The route of transmission of Helicobacter pylori, which is usually acquired in childhood and is one of the most common bacterial infections in humans, remains undetermined. Mapping the distribution of H. pylori genotypes within families could help to determine the routes of transmission and risk factors. Here we describe a noninvasive method for obtaining H. pylori DNA isolates from the feces of children. Children presenting with gastrointestinal symptoms at the Royal Hospital for Sick Children were tested for gastric H. pylori colonization by using the 13C-urea breath test (UBT) and were asked to provide fecal samples, which were tested for H. pylori by using the HpSA fecal antigen test. DNA was purified from fecal samples by using a novel method of gene capture with subsequent H. pylori PCR analysis. Fifteen UBT-positive and 15 UBT-negative children participated in the study. The positive and negative predictive values for the assay were 80 and 100%, respectively. Fecal DNA purification followed by H. pylori PCR analysis is an effective tool for harvesting H. pylori DNA isolates from the feces of children.

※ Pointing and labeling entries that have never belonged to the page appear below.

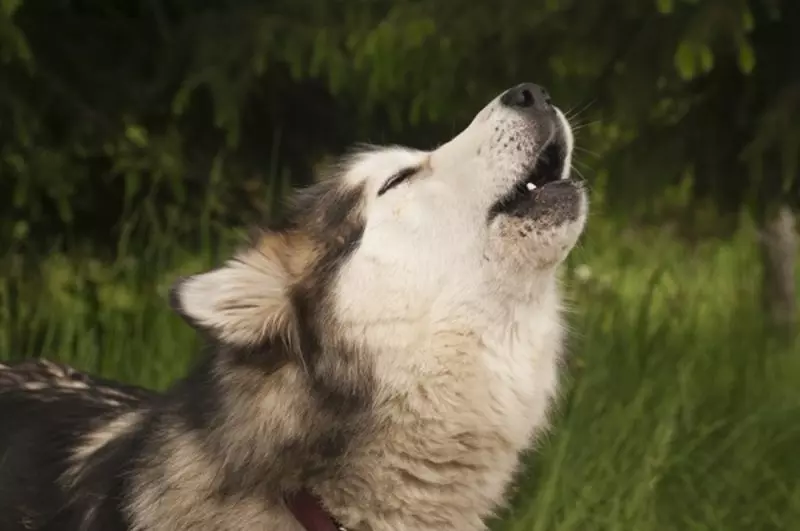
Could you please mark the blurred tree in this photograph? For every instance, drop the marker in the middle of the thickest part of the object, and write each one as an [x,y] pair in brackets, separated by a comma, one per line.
[107,105]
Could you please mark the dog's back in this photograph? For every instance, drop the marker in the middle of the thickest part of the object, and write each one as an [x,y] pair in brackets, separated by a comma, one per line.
[49,413]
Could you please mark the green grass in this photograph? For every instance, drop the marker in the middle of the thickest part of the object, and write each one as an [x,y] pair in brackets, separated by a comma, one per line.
[681,412]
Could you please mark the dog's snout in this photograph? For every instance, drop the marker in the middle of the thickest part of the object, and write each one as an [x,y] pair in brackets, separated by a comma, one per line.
[527,96]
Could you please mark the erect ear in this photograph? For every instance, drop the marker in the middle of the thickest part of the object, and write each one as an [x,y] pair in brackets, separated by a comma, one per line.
[247,300]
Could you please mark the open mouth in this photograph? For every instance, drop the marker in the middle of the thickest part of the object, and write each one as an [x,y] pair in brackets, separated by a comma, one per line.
[548,168]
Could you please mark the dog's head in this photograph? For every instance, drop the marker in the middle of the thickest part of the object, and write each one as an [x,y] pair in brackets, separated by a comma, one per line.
[398,241]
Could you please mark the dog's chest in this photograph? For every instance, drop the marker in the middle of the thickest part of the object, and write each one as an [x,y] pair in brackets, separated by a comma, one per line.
[455,424]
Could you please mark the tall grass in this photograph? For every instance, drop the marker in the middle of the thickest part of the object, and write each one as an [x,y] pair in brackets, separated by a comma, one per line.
[680,411]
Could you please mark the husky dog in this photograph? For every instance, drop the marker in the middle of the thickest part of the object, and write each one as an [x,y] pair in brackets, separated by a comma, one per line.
[378,360]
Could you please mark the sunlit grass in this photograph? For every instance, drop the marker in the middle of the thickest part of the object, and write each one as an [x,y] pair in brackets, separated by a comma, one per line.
[680,411]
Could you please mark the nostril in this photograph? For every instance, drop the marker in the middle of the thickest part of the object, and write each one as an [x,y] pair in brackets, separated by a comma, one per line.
[526,98]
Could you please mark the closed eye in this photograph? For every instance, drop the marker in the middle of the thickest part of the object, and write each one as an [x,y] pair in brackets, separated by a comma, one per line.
[398,178]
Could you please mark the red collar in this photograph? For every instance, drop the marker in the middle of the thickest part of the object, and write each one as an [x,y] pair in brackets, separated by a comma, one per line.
[308,510]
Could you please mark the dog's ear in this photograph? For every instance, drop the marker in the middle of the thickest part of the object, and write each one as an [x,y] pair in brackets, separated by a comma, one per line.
[248,299]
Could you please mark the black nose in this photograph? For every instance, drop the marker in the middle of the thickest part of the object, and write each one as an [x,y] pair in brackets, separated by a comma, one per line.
[527,96]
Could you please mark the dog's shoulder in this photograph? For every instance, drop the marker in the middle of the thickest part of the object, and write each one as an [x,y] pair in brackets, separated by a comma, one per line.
[47,381]
[63,437]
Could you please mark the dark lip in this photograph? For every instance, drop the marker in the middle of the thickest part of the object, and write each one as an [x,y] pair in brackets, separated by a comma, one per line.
[548,169]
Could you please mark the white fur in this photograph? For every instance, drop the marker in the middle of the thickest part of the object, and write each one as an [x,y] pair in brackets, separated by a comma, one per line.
[460,316]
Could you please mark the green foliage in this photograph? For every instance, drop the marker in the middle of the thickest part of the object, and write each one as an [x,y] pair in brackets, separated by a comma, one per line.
[679,412]
[132,101]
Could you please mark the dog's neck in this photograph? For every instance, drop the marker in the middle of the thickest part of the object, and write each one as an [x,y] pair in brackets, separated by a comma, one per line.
[433,450]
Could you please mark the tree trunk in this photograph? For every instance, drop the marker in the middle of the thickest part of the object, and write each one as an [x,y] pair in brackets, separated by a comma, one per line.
[779,255]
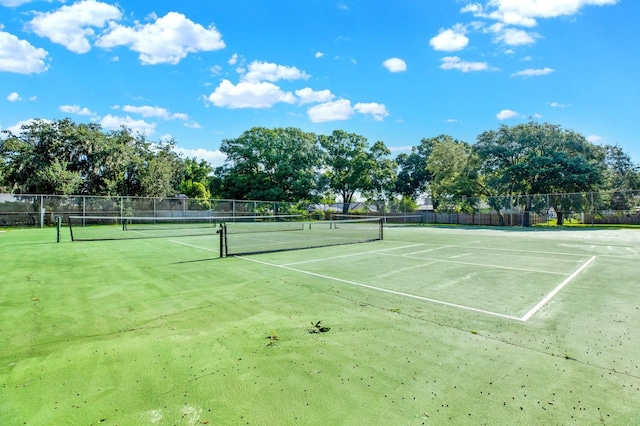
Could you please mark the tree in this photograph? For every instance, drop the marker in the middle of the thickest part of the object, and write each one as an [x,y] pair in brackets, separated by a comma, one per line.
[536,158]
[452,167]
[383,176]
[413,175]
[279,164]
[348,165]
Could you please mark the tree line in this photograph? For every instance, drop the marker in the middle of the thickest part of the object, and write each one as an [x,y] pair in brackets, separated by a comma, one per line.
[288,164]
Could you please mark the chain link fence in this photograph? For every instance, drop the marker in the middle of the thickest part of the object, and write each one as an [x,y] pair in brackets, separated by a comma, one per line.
[615,207]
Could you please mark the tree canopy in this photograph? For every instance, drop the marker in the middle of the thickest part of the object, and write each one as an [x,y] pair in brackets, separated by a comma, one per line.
[288,164]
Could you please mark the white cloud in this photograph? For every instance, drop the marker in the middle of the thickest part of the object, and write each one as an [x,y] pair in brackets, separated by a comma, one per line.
[13,3]
[16,129]
[265,71]
[112,122]
[249,95]
[331,111]
[450,40]
[506,114]
[166,41]
[19,56]
[309,96]
[75,109]
[525,12]
[71,26]
[377,111]
[531,72]
[156,112]
[516,37]
[395,65]
[455,63]
[215,158]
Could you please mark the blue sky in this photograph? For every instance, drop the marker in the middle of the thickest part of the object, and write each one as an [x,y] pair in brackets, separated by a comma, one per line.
[201,71]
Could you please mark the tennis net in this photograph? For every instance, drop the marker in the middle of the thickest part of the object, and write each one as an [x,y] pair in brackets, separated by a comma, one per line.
[94,228]
[252,238]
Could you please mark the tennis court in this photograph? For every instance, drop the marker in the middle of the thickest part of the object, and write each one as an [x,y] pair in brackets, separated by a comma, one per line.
[431,325]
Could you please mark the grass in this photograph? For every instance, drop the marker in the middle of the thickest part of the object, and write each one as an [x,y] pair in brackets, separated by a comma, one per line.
[154,332]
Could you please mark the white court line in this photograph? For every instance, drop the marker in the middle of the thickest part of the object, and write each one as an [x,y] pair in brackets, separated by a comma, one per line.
[461,255]
[477,264]
[524,318]
[413,296]
[322,259]
[198,247]
[555,291]
[427,250]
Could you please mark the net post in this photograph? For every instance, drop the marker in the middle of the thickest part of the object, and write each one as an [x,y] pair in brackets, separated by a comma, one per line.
[58,225]
[223,239]
[71,228]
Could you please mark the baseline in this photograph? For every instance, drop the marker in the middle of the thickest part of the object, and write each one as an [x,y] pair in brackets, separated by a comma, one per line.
[555,291]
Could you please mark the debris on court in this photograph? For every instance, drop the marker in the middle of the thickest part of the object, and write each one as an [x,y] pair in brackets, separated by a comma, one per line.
[318,328]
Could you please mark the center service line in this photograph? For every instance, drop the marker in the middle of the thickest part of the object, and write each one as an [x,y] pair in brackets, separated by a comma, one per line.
[555,291]
[398,293]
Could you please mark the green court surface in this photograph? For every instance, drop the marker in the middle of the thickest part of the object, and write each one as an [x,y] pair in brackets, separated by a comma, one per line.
[432,325]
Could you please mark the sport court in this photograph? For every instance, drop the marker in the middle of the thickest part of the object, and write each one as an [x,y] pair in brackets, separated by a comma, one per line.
[431,325]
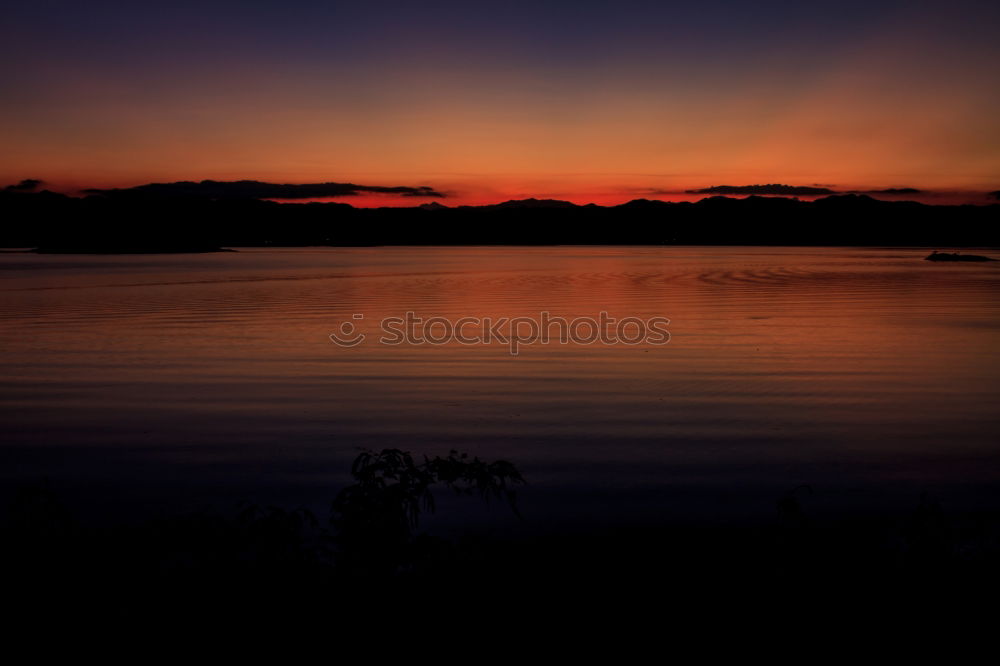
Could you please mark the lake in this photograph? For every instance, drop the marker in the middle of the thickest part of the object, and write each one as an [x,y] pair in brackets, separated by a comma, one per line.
[146,383]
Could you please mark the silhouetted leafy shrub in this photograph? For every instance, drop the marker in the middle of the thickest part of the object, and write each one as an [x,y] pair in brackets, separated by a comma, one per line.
[375,517]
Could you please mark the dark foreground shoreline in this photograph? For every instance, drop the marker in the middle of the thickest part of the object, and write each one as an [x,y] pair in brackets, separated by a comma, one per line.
[267,555]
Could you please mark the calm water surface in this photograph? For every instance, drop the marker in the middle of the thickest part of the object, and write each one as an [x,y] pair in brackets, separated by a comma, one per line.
[204,379]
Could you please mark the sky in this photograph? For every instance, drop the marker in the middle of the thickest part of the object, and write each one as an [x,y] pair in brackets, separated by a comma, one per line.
[485,101]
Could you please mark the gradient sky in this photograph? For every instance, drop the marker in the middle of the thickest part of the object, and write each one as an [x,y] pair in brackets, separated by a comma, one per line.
[590,101]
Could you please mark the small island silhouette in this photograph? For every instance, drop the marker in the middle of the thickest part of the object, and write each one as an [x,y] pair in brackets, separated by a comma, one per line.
[210,216]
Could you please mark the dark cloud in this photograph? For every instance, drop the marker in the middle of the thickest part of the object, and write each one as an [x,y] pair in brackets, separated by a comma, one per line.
[254,189]
[773,188]
[26,185]
[894,190]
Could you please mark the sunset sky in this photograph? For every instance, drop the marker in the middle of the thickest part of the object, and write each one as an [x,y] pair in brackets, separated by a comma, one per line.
[581,100]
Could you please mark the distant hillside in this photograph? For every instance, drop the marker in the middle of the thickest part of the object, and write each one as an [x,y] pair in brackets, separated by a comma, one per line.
[108,221]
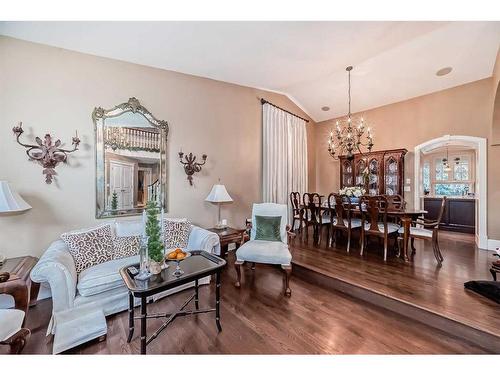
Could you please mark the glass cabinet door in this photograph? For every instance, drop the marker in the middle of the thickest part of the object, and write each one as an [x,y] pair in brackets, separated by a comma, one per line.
[373,177]
[391,176]
[347,173]
[360,167]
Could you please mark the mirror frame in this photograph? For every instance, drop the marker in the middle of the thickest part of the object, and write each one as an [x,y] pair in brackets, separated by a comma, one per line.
[99,115]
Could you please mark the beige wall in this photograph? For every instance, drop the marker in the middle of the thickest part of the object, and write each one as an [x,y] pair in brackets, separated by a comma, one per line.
[463,110]
[494,157]
[54,90]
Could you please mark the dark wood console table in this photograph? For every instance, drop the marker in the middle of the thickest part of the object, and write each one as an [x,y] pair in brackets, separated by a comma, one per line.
[18,283]
[229,235]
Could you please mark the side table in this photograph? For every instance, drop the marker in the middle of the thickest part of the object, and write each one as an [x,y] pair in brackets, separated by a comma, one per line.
[18,284]
[494,270]
[229,235]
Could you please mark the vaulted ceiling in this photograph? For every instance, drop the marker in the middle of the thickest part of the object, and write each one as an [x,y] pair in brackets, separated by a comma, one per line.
[392,61]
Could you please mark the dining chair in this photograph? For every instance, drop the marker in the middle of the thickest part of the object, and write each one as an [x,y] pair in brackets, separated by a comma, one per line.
[339,207]
[272,251]
[395,202]
[313,215]
[426,230]
[374,221]
[297,210]
[11,321]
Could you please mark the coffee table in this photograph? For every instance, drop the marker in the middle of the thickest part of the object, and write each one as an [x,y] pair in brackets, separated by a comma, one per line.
[200,264]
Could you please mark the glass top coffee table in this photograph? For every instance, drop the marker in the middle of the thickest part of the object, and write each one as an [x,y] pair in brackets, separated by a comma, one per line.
[200,264]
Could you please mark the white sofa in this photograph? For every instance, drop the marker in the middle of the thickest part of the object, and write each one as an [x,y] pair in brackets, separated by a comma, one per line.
[81,302]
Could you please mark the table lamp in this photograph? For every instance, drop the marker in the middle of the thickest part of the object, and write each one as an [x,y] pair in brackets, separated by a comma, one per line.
[219,195]
[10,201]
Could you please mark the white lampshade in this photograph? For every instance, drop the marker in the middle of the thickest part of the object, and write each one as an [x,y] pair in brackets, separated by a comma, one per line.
[10,201]
[218,194]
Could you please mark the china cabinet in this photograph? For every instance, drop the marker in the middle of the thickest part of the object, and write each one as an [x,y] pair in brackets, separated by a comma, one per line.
[379,172]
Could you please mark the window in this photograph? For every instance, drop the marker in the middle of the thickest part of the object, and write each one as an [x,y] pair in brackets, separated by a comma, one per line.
[461,169]
[426,172]
[441,173]
[457,181]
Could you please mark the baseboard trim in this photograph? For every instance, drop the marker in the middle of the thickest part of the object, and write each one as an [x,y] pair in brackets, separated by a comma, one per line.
[485,340]
[493,244]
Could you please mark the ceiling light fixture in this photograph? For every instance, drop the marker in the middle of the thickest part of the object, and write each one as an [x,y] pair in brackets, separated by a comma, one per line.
[444,71]
[348,139]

This technique may be developed to allow the diagnosis and noninvasive genotyping of H. pylori in children and their families.

FIG. 1.

Data set showing results for H. pylori PCR compared to the UBT and the HpSA test. The overall positive and negative predictive values for the HpSA and PCR compared to the UBT were 93 and 93%, respectively, and 80 and 100%, respectively.

FIG. 2.

Determination of PCR assay specificity and sensitivity. Specificity was tested by using five nonpyloric Helicobacter strains and one C. jejuni strain. Percent differences between the Helicobacter spp. were determined by comparison of 16S rRNA genes as reported by Solnick and Vandamme (16a). The sensitivity of the assay was determined by purification and amplification of serial dilutions of H. pylori cells seeded into fecal slurries from samples from an H. pylori-negative subject. (A) Sensitivity of the assay; (B) specificity of the PCR alone and the assay (DNA purification followed by PCR).